Bitterstoffe, mehr als eine Verdauungshilfe

Chicoree
Von Natur aus bitter, aber durch moderne Züchtungen auf mild und gefällig getrimmt. | Bild: barmalini – Adobe Stock

Bittere Obst- und Gemüsesorten sind oft unbeliebt und damit rar geworden. Das könnte sich bald ändern, denn das Stiefkind unter den Geschmacksrichtungen erlebt ein Comeback. Und das ist gut so. Denn viele Bitterstoffe, mit denen sich Pflanzen vor Fressfeinden schützen, sind für unsere Gesundheit sehr wertvoll. Nicht umsonst haben bitter schmeckende Pflanzen in der Naturheilkunde eine lange Tradition. Sie helfen unserer Verdauung auf die Sprünge, regulieren den Appetit und tun der Leber gut. Wie Sie sich am besten mit Bitterstoffen versorgen, erfahren Sie hier.

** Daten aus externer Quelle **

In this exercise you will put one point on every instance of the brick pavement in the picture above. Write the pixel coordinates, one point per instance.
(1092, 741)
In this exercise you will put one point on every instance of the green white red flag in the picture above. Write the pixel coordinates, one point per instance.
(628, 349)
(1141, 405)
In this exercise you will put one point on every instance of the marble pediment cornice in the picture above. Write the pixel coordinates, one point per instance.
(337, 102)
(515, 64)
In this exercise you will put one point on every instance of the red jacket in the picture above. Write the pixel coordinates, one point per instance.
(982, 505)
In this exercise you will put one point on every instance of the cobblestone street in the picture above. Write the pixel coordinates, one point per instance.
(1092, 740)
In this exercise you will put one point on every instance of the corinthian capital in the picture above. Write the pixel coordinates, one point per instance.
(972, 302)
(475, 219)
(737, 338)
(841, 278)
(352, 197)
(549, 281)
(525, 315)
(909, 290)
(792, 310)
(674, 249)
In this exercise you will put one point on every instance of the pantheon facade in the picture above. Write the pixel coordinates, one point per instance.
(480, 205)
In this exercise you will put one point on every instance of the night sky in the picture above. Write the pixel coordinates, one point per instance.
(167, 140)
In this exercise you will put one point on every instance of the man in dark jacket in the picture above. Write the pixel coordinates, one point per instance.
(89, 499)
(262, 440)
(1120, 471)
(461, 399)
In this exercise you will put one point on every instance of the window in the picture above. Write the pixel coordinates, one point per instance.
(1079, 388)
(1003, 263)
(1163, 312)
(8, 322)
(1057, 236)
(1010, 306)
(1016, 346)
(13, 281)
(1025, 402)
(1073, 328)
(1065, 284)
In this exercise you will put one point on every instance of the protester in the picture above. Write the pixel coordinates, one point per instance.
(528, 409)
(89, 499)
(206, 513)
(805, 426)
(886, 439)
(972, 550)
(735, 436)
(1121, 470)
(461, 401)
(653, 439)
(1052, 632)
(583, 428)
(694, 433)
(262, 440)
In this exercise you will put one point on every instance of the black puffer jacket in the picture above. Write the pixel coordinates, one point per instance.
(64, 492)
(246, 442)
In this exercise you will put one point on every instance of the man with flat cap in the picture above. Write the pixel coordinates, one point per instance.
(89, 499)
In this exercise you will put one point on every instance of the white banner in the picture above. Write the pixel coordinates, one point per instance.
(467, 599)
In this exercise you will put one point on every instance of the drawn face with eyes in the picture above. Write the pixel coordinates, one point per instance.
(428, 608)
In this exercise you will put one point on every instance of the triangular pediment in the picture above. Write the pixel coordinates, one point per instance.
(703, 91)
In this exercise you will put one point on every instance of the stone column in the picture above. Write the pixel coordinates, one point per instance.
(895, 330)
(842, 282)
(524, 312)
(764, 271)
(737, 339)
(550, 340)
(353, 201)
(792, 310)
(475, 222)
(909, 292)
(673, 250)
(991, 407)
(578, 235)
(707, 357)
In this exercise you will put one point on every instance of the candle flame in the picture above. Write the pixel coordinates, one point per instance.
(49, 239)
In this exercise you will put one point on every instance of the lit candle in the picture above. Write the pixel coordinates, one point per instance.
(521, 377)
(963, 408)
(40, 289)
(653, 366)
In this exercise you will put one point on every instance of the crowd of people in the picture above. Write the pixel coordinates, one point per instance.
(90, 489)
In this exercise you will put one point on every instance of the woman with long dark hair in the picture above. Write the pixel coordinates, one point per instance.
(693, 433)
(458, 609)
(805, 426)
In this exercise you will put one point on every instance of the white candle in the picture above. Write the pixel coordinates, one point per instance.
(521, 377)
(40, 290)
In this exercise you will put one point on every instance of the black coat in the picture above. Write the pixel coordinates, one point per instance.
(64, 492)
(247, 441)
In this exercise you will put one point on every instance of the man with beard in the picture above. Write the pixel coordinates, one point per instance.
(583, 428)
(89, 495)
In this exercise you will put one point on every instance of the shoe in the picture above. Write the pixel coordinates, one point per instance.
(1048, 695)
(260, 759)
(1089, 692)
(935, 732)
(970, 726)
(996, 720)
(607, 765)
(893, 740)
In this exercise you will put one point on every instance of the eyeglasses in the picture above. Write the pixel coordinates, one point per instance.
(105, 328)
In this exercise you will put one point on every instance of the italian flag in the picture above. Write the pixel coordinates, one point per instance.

Die Abneigung gegen Bitteres ist uns angeboren. Und das nicht ohne Grund. Was bitter schmeckt, kann potenziell giftig sein. Für unser Überleben spielt dieser Urinstinkt heute kaum noch eine Rolle. Wir wissen, dass Brokkoli und Co. nicht giftig, sondern im Gegenteil gesund sind. Ihren herben Geschmack aber mögen die wenigsten. Tatsächlich ist „bitter“ eine gewöhnungsbedürftige Geschmacksrichtung. Und das im Wortsinn. Während Babys auf Bitteres noch mit Abscheu reagieren, können wir mit der Zeit lernen, den Geschmack zu tolerieren, wenn nicht gar zu schätzen. Ein gutes Beispiel dafür ist Kaffee. Zusätzlich variiert die Geschmackswahrnehmung für „bitter“ von Mensch zu Mensch.

Was sind Bitterstoffe?

Bitterstoffe umfassen ganz unterschiedliche chemische Verbindungen, die – wie der Name sagt – bitter schmecken. Natürliche Bitterstoffe kommen in vielen Pflanzen vor. Als Gifte wehren sie Fressfeinde ab. Bei den meisten Pflanzen ist die Menge aber so gering, dass übliche Verzehrmengen für den Menschen nicht gefährlich sind. Zu den Bitterstoffen zählen etwa das Cynarin in der Artischocke, Absinthin im Wermut und die bitterste natürliche Substanz aus dem Gelben Enzian, das Amarogentin.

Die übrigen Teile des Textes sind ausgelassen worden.